Акт Миронов составлял совместно с Семеновым. Тот, подобострастно заглядывая ему в глаза, торопился восстановить все детали, не думая что-либо утаивать.
– Я человек маленький, – то и дело повторял Семенов. – Я что? Мне сказали получить – я и получил, передать – я передал. Что в этой проклятой коробке, понятия не имею и насчет денег не знаю. Откуда?
Закончив предварительный допрос Семенова и получив его подпись под актом, Миронов вернулся в кабинет.
– Вот, полюбуйтесь, – поднялся начальник отделения навстречу Миронову, – гражданин заявляет, что он – важное лицо, иностранец, а ведет себя неприлично, совсем неприлично. Минуту потерпеть не может!
– «Минутка»! – фыркнул Б. – Хороша минутка! Держите меня чуть не битый час и еще смеете упрекать. Безобразие! Самый факт нападения на меня – да, да, подлого и вероломного нападения, невозможного ни в одной цивилизованной стране – настолько возмутителен…
– Попрошу выбирать выражения, – жестко, хотя и вполне корректно сказал Миронов. – Своими словами вы оскорбляете не только должностных лиц, вынужденных по долгу службы разбираться в недоразумении, причиной которого являетесь вы сами, но и страну, где имеете честь пребывать, хотя и временно… О вашем поведении мы вынуждены будем поставить в известность Министерство иностранных дел СССР…
– Вот как! Меня хватают и обо мне же собираются сообщать в МИД! Каково? – возмутился Б., но тон сбавил.
– Схватить мы вас действительно схватили, это так, – миролюбиво заметил Миронов, – но зачем вам понадобилось связываться с этим типом там, на бульваре? Что за деньги вы ему передали, зачем?

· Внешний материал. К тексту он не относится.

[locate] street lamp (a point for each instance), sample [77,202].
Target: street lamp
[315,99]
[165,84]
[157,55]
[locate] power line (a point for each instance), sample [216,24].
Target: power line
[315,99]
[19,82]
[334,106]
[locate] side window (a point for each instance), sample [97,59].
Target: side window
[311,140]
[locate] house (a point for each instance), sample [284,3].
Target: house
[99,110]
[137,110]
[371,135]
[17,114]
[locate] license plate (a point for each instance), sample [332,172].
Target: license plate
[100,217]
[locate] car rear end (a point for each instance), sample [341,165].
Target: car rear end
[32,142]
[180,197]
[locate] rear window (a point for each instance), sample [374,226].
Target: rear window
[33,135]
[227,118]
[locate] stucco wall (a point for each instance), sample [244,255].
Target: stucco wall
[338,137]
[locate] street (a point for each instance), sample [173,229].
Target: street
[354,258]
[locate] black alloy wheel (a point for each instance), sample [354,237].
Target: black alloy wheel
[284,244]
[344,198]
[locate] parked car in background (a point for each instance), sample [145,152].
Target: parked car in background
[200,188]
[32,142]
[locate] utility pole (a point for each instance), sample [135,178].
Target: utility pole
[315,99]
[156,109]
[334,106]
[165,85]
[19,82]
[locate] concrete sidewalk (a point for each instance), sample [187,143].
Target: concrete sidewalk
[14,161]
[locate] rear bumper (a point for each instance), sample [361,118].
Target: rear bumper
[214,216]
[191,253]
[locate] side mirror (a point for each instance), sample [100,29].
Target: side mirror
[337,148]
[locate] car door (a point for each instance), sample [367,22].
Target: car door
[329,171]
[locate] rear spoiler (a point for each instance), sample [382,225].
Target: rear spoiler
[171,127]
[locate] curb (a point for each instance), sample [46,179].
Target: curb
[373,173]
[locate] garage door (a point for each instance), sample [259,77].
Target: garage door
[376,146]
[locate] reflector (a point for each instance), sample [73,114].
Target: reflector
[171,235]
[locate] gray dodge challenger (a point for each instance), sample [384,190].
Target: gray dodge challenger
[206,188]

Кто, в конце концов, мог знать, кто вы такой? Если я в чем и нарушил правила хорошего тона, то по вашей же вине. Впрочем, в том, что касается непосредственно моих действий, я готов принести извинения.
– Ну, если так, – охотно согласился иностранец, – будем считать инцидент исчерпанным. Всего хорошего… – Он вскочил и поспешно направился к выходу.
– Простите, – задержал его Миронов, – к моему глубокому сожалению, мы пока не вправе вас отпустить. Во всяком случае, до тех пор, пока не выясним все до конца.
– Боже милостивый! – опять начал горячиться Б. – Да что еще выяснять? Разве вам не ясно, что произошло недоразумение, с которым пора кончать? Я уже не говорю о том, что из моих документов вы могли убедиться, что я действительно иностранный подданный, турист, в силу чего вы не имеете права меня задерживать.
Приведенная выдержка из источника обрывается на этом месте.